As opposed to the classical training that required knowledge of historical canons, the universalist approach was explorative in nature and built around a continuous feedback between assignments and solutions. The top down academic instruction was recast into a model of open mass education based on active exchange between students and teachers. The thesis examines the way in which the Vkhutemas core curriculum exercises challenged the established canons of academic tradition by replacing it with an open- ended inquiry into abstract form and traces how the resultant architectonic experiments were articulated into architectural and urban projects within the framework of the school’s advanced studios. This universalist educational model is explored through four separate channels—the institution, its research, its pedagogy, and its practice—each grounded in a different set of historical sites. The first chapter of the dissertation focuses on the institution, from its immediate context to its international outreach; the second is grounded within the research organizations and laboratories of Vkhutemas, contextualizing these through the theoretical doctrines and scientific achievements of its time; the third looks inside the classrooms, focusing on the methods and materials of the core curriculum; while the fourth addresses the pedagogy and practice of architecture, shifting its focus to the city itself—whether to its streets or the sky above it.
Bio:
Anna Bokov is an architect, urban designer, educator, and historian. She holds a Ph.D. from Yale University, a Master’s degree in Architecture from the Harvard Graduate School of Design, and a Bachelor’s degree in Architecture from Syracuse University. She has taught at the Cooper Union, Yale School of Art, Northeastern University School of Architecture, the Moscow Architectural Institute, and Strelka Institute.

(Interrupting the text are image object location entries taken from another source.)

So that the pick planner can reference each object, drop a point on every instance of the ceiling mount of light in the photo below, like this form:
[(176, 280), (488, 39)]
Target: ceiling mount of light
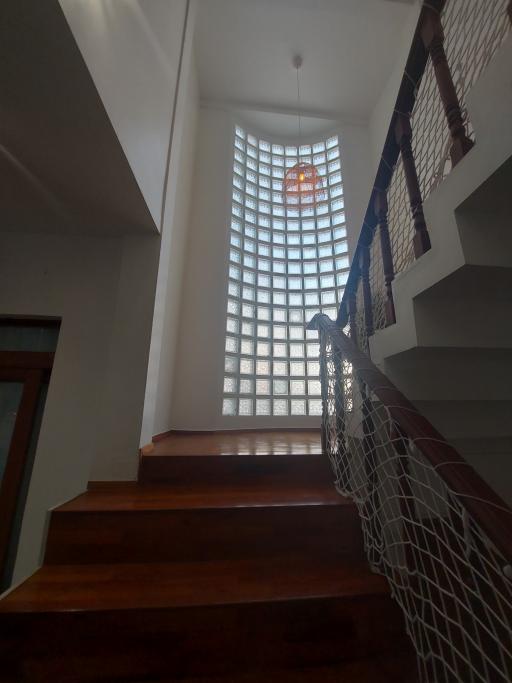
[(302, 186)]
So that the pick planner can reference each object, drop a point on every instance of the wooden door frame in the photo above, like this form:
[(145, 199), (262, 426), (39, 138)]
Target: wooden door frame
[(33, 369)]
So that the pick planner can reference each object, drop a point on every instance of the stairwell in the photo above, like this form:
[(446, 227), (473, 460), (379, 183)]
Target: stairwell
[(450, 350), (229, 568)]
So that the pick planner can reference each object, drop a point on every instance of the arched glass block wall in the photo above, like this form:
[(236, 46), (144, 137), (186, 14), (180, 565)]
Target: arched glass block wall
[(285, 265)]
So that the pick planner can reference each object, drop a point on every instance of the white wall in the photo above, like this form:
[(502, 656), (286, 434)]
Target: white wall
[(381, 116), (132, 49), (74, 278), (200, 352), (179, 194)]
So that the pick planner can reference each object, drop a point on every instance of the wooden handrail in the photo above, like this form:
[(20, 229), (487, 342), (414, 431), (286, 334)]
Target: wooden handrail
[(484, 505), (414, 69)]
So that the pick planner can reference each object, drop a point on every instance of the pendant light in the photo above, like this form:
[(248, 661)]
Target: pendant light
[(303, 186)]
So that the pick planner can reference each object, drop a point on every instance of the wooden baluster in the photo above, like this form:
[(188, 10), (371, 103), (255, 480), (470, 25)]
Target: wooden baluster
[(367, 290), (381, 211), (432, 35), (352, 316), (403, 134)]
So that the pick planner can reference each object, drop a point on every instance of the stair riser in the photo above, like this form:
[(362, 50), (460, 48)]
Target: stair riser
[(273, 470), (131, 644), (174, 535)]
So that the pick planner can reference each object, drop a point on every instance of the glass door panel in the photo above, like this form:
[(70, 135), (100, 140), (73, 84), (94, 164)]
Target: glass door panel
[(10, 398)]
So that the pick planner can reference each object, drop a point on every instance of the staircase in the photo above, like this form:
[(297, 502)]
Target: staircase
[(229, 568)]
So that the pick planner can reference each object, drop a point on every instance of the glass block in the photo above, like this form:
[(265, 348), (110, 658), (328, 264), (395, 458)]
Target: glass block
[(298, 407), (328, 297), (314, 407), (280, 387), (279, 350), (295, 315), (262, 367), (247, 346), (232, 325), (230, 385), (248, 293), (246, 386), (247, 328), (229, 406), (234, 272), (245, 406), (313, 368), (280, 407), (263, 406), (263, 296), (248, 310), (325, 250), (313, 349), (263, 386), (314, 388), (263, 349), (298, 387), (233, 307), (231, 364), (279, 331), (297, 368), (232, 344), (296, 350), (326, 265), (246, 366)]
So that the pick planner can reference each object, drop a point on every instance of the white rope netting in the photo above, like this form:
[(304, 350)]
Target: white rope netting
[(443, 570)]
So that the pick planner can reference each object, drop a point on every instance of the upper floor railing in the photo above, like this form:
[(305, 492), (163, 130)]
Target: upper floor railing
[(429, 133), (431, 525)]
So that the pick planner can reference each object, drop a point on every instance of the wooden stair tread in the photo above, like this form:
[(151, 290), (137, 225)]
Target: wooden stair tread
[(184, 584), (132, 496)]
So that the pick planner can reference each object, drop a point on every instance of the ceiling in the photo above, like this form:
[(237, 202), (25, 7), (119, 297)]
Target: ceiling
[(244, 51), (62, 166)]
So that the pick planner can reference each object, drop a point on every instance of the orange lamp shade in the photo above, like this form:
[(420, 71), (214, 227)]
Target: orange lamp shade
[(303, 186)]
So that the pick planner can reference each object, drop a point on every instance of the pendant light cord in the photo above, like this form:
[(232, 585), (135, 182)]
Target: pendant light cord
[(298, 65)]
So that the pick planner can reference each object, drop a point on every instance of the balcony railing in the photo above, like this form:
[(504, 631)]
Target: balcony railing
[(431, 525)]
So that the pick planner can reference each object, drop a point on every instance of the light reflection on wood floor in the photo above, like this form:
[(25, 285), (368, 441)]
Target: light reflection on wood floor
[(254, 442)]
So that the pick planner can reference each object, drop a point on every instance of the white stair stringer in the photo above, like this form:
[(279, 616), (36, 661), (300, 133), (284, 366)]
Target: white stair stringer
[(450, 351)]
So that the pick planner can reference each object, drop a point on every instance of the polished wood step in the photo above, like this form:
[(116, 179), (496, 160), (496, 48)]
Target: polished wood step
[(236, 470), (141, 622), (131, 523)]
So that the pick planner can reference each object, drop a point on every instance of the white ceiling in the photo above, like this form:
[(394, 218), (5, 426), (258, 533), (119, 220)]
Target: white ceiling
[(244, 52)]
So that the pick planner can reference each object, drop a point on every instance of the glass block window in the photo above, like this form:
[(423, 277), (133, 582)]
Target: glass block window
[(285, 265)]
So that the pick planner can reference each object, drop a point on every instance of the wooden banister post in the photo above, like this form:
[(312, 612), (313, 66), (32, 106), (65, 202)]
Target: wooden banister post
[(433, 38), (352, 312), (381, 211), (403, 134), (367, 290)]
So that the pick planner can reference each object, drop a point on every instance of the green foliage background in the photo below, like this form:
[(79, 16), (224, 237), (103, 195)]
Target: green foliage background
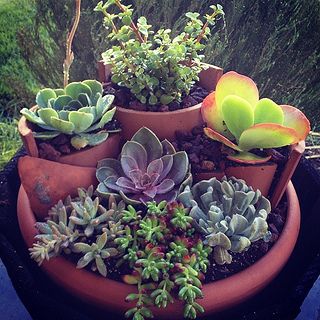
[(275, 42)]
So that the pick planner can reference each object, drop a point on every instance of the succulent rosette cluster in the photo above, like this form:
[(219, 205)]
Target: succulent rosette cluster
[(147, 169), (240, 120)]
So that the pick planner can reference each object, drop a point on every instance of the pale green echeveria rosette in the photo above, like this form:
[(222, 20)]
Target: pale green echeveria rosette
[(79, 110)]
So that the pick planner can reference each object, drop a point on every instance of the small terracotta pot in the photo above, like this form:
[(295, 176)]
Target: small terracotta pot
[(258, 176), (87, 157), (46, 182), (163, 124), (218, 295)]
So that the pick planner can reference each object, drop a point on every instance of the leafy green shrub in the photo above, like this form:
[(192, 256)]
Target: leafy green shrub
[(157, 67)]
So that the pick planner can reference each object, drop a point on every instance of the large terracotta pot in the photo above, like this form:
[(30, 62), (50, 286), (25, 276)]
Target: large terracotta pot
[(218, 295), (87, 157), (163, 124)]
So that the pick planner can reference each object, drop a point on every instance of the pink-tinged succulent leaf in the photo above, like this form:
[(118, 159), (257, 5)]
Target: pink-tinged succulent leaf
[(165, 186), (237, 114), (248, 157), (212, 115), (137, 152), (267, 111), (294, 118), (219, 137), (233, 83), (155, 166), (267, 135), (128, 164)]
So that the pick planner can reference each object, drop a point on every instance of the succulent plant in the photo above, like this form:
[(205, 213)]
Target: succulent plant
[(228, 213), (147, 170), (236, 117), (80, 219), (97, 252), (78, 110), (55, 235)]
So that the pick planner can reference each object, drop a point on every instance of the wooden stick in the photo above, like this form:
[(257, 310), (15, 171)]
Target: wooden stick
[(69, 54)]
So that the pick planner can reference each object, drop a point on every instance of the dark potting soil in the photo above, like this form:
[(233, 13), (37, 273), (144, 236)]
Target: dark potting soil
[(53, 149), (206, 155), (124, 98)]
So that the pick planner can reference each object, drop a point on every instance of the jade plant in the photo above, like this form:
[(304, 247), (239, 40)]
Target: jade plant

Anna has worked as an architect and urban designer with Office for Metropolitan Architecture in Rotterdam; NBBJ in Moscow; Gluckman Mayner Architects and Polshek Partnership (Ennead) in New York; and the City of Somerville Office of Strategic Planning and Community Development in Somerville, Massachusetts. She has served as an editor for the Project Russia magazine, a leading architectural periodical in Russia. Her work has been presented at the Walker Art Center, Venice Biennale, Moscow Architectural Biennale, and AIA New York.